I mean, honestly, who would have thought, in this day and age, you could still find some way to patent spying on people?
(This is quite separate from any consideration about whether you want to a) shop at, or b) work for, Walmart ...)
I like the part buried deep in the patent application explaining how the geolocation and timestamp data in the audio recorder files will allow automatic cross-coordination with the EXIF data in JPG photo files on People of Walmart. This will let WalMart see who was involved in each recorded conversation. They will have to wait for conversion of the vertical and horizontal barcode scanners in the self-service checkout registers to include full facial recognition scanning to build their own streamed photo database, obviating the need to rely on People of Walmart.
They are also doing something I dislike. They have a thing called "Check out with me" where a Wal-Mart worker with a small hand-held device will scan your stuff and then allow you to put your credit/debit card in the device (and then put in the PIN) and they will send the receipt to your email or phone number. I don't mind doing self check out but this device was a little too portable for me. The kiosks would be hard to steal but this little device could be manipulated in so many ways I didn't feel comfortable using it. There was no option to print a receipt, so by using this Walmart gets either your email address or phone number.
A co-worker of mine also got someone else's receipt when they either provided an incorrect phone number on purpose or made a mistake. Can you imagine the headache if you get stopped on the way out the door and get asked for your receipt and you sent it to the wrong phone number? You can't prove your purchase is legitimate right away.

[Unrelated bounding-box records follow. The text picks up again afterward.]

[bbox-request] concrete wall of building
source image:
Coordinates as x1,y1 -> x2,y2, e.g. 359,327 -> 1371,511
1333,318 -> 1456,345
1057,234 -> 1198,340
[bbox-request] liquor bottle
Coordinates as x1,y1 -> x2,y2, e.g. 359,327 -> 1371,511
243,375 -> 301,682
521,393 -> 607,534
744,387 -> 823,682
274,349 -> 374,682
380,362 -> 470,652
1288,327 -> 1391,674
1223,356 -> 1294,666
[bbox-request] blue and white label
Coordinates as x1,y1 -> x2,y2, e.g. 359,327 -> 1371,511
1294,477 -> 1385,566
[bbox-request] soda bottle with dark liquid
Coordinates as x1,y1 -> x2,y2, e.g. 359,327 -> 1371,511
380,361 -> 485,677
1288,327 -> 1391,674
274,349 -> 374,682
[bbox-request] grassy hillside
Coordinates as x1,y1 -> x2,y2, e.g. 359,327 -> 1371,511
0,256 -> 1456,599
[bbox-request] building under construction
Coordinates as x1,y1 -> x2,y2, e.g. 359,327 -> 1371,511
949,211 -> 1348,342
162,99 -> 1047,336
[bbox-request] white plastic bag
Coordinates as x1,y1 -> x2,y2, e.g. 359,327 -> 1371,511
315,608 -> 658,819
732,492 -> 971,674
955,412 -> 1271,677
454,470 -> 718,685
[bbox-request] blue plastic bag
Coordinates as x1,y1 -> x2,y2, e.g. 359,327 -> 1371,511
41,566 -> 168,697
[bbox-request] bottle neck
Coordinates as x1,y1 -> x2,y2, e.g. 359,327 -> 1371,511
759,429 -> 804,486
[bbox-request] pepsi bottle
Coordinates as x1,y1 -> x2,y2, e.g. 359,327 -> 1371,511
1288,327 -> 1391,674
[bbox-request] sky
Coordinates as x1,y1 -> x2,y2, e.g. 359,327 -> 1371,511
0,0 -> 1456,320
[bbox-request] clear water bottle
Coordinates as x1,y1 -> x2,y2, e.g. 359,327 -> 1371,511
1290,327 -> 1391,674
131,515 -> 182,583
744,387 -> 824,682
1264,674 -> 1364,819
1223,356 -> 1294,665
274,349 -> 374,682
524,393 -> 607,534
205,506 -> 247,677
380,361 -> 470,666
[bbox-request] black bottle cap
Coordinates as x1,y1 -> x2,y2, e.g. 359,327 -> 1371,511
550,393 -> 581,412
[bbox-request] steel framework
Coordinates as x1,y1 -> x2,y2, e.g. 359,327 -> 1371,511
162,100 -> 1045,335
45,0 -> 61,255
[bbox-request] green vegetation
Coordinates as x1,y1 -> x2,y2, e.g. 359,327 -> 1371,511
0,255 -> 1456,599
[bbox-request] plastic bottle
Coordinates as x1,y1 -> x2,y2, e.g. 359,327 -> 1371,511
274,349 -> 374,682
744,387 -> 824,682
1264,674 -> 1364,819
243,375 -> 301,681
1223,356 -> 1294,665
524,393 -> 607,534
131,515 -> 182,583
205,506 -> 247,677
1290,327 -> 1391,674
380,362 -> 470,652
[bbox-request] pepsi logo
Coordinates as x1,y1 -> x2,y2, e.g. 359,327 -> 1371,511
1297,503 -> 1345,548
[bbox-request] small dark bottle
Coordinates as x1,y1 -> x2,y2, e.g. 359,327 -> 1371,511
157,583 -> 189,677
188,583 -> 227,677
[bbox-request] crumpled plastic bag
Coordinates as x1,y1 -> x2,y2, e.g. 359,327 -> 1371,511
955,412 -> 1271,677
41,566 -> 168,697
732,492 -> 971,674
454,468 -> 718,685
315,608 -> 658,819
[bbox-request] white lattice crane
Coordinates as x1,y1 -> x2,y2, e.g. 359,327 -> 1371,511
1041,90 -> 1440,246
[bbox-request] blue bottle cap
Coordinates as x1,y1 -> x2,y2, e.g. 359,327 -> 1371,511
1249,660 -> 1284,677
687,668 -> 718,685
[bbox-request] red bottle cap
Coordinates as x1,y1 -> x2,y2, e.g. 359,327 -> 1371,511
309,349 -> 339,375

On the other hand I can see a benefit of being able to provide a receipt later that didn't fade out (as thermal printed receipts tend to do over time) but other than that it seems like a PII information grab by Walmart.
Sounds like a very lucrative intellectual property acheivemet. No need to ever use it by the patent owner. Actually, its probably in their brand-reputation's best interest to license (or sell) it out, to public agencies that can use the technology "legally".
I wonder if eventually Amazon store shoppers will experience this sort of technology used on them after "agreeing" to it in an app's user-acceptance policy.
(My reply is delivered much better when you can see my facial expression and hear tone of voice).